Sana’a: Yemeni police fired tear gas on Tuesday to quell a prison riot by inmates held on terrorism charges in the capital, leaving at least three in critical condition, a security official said.

The officials said dozens of inmates linked to Al Qaida refused to return to their cells, chanting and scuffling with the prison guards. Police fired their weapons into the air and lobbed tear gas in response. The officials said at least nine inmates were wounded, including three critically.

A security official said troops deployed outside the prison in Sana’a, fearing militants could take advantage of the commotion to storm it. The officials spoke on condition of anonymity because they were not authorised to talk to the media.

However, a government statement said that prisoners stabbed a chief investigator and a number of guards before rioting and breaking the prison gates. It denied there were casualties among the prisoners.

It was impossible to reconcile the two accounts.

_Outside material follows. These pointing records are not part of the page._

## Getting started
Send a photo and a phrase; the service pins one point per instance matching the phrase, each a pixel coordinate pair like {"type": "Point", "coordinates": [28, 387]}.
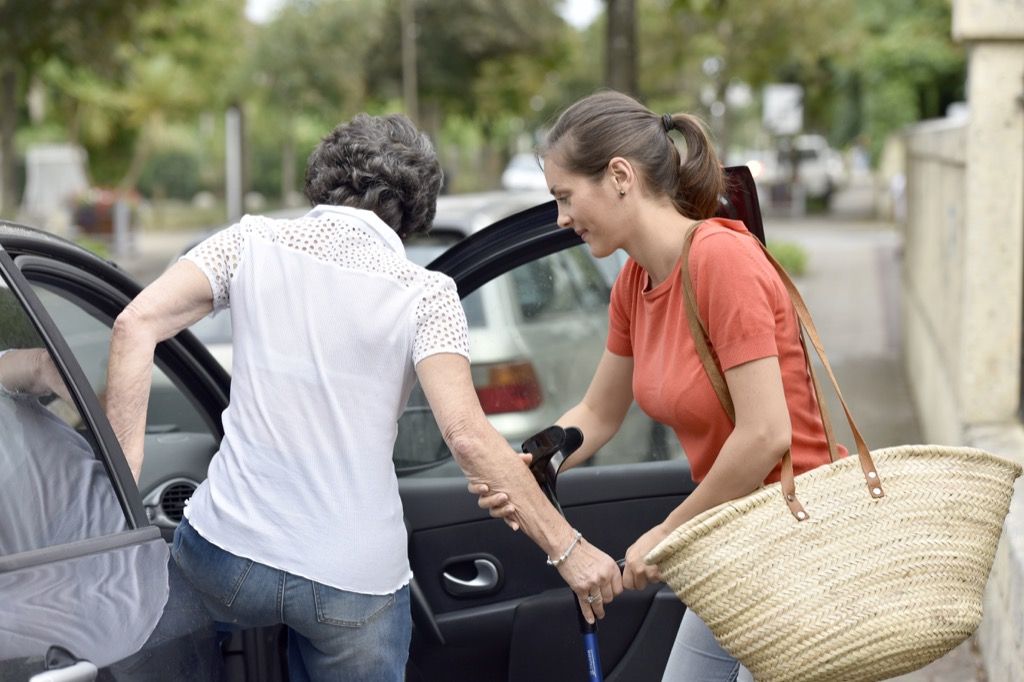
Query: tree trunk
{"type": "Point", "coordinates": [621, 52]}
{"type": "Point", "coordinates": [140, 154]}
{"type": "Point", "coordinates": [288, 186]}
{"type": "Point", "coordinates": [8, 125]}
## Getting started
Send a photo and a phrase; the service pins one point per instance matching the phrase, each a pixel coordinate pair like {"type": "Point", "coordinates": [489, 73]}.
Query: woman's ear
{"type": "Point", "coordinates": [622, 174]}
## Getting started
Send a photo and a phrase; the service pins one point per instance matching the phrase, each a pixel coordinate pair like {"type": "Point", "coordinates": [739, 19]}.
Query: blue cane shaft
{"type": "Point", "coordinates": [593, 657]}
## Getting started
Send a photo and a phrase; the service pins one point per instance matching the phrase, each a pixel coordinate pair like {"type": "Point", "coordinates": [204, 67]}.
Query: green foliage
{"type": "Point", "coordinates": [791, 256]}
{"type": "Point", "coordinates": [173, 173]}
{"type": "Point", "coordinates": [98, 247]}
{"type": "Point", "coordinates": [15, 330]}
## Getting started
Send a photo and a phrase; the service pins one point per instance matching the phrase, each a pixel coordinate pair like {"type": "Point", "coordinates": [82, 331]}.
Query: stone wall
{"type": "Point", "coordinates": [964, 287]}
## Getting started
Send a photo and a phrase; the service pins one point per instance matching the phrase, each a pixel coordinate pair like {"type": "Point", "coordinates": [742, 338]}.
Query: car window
{"type": "Point", "coordinates": [532, 360]}
{"type": "Point", "coordinates": [88, 335]}
{"type": "Point", "coordinates": [53, 487]}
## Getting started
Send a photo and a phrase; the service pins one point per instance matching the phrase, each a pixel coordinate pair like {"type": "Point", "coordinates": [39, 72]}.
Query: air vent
{"type": "Point", "coordinates": [172, 500]}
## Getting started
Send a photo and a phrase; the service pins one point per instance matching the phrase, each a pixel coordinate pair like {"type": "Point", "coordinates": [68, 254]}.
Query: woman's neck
{"type": "Point", "coordinates": [657, 242]}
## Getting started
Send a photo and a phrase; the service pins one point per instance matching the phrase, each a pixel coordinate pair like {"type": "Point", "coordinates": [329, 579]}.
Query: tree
{"type": "Point", "coordinates": [33, 33]}
{"type": "Point", "coordinates": [729, 42]}
{"type": "Point", "coordinates": [906, 68]}
{"type": "Point", "coordinates": [308, 64]}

Yemen is fighting a war against Al Qaida’s local branch, considered by Washington to be one of the world’s most dangerous offshoots of the terror network.

The branch, also known as Al Qaida in the Arabian Peninsula, regularly strikes security and military targets with drive-by shootings, suicide bombings and other attacks.

In August, the group’s leader Nasser Al Wahishi, a one-time aide to Osama Bin Laden, posted a message vowing to free fellow militants from prisons and urged jailed fighters to remain faithful to the terror group’s ideology.

He addressed his message to “prisoners who are in the jails of the oppressors because of their religion” and told them to “rejoice ... as your brothers are pounding the walls of injustice and demolishing the thrones of oppression... We have not forgotten you and will never forget you”.

Al Wahishi, himself a former prisoner, fled from a detention facility in Sana’a with more than 20 Al Qaida militants in February 2006, in a major prison break.